Question.
The data for this question gives the number of students in given age group in different communities around the Swiss city of Lausanne cross-classified with highest level of schooling. The approximate translations of the levels are
Swiss Name | International Equivalent |
Aucune formation | No schooling |
Scolarité obligatoire | Mandatory schooling |
Formation professionnelle | Learned a trade directly in the workplace with courses once a week |
Maturité | A little more than High School, finishing between 18 and 20 |
Formation professionnelle supérieure | Learned a specialized trade |
Ecole professionnelle supérieure | Very specialized trade learned at a full time school |
Université / Haute école | University or College |
Autre | Other |
Display the data in a two-way table.

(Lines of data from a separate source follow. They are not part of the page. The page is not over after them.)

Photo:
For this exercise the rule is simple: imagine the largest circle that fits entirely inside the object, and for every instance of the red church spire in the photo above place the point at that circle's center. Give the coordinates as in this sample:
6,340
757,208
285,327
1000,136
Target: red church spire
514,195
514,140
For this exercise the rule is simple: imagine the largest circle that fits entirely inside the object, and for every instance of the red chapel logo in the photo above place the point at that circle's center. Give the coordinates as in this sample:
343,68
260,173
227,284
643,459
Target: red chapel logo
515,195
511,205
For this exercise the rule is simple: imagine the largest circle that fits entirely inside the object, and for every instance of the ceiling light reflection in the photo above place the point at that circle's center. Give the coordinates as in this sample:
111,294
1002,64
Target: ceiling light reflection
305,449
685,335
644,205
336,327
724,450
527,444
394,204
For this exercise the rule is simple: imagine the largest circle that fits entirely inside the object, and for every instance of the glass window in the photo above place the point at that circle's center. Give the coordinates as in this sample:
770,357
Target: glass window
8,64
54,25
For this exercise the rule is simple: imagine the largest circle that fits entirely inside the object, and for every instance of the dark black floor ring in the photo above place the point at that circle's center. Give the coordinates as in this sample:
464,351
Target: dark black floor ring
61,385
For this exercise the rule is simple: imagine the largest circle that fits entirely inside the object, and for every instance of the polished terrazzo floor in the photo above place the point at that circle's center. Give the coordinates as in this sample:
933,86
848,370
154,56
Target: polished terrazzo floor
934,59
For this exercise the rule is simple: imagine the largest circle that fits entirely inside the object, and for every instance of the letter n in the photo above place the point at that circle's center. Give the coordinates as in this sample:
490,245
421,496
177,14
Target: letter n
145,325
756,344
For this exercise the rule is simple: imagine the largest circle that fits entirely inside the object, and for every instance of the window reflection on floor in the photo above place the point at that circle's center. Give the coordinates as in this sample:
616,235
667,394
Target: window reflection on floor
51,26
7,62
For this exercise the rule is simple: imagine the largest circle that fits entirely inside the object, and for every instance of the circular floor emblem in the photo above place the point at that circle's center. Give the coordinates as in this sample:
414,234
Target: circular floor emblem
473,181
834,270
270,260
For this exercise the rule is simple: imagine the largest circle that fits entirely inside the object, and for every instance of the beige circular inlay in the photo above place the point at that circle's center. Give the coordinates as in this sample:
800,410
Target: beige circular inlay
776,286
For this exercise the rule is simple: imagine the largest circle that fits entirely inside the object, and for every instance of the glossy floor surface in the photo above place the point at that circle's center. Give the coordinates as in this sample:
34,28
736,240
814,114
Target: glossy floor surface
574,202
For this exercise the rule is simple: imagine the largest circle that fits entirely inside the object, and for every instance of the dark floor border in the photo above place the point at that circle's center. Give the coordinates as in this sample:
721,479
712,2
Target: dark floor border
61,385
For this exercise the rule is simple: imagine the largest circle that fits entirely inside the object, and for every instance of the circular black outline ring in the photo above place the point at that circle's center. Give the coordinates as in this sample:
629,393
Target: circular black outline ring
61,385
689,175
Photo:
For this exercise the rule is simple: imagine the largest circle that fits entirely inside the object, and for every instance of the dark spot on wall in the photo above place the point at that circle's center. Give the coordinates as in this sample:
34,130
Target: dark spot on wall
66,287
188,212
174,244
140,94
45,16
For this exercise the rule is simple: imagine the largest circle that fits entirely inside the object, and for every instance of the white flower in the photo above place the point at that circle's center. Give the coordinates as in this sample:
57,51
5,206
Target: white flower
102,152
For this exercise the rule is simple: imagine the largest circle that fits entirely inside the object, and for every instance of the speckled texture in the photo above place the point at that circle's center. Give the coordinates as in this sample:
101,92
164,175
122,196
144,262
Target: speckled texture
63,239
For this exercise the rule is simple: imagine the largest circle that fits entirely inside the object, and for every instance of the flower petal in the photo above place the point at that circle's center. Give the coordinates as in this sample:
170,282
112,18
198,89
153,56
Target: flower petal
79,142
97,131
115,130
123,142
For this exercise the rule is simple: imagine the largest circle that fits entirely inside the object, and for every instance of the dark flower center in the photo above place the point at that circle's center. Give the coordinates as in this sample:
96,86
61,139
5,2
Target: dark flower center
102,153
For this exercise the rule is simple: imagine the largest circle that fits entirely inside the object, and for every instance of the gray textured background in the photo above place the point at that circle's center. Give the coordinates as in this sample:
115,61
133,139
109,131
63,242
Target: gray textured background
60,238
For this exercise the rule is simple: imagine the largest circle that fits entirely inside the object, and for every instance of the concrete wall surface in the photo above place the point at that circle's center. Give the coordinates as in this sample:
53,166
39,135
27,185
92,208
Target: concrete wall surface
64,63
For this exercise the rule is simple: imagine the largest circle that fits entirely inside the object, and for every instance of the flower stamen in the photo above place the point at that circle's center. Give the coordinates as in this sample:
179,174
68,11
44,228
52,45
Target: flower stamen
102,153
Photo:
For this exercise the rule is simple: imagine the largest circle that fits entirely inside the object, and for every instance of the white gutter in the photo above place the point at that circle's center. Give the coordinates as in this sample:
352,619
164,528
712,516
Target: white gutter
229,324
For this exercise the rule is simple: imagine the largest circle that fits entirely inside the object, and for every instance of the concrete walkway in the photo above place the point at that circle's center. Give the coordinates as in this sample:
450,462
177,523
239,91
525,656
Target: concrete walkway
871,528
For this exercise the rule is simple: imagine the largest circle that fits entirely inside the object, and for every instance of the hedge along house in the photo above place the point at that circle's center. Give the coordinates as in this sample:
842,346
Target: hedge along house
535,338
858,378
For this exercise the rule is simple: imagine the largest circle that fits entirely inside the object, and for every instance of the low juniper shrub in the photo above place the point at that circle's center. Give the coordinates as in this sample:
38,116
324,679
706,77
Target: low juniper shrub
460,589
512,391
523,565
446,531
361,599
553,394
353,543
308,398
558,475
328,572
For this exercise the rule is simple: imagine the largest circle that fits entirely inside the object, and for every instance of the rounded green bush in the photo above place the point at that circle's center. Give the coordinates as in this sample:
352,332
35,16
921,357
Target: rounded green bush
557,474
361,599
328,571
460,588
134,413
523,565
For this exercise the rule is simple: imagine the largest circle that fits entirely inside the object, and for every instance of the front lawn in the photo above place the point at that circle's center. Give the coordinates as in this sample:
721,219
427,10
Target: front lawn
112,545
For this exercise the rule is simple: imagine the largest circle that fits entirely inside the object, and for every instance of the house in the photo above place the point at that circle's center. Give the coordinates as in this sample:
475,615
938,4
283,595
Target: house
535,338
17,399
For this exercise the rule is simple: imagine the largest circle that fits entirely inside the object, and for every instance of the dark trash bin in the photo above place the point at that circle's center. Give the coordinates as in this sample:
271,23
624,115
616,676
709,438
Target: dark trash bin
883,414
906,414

Make a graphical display of the data and comment on the evidence of dependence between the two variables.
What statistical model(s) would be appropriate for analyzing the relationship between the variables? Briefly explain your reasoning.
Fit a model for the count response and use it to check for independence between community and level of schooling. Does this model fit the data?
Use the xtabs command to test for independence. Explain why the numerical results of test statistics and p-value differ from those in the previous test. Do both tests lead to the same conclusion?
Make a two-way table of the residuals from the model in 3. Comment on the larger residuals.
Perform a correspondence analysis and interpret the results.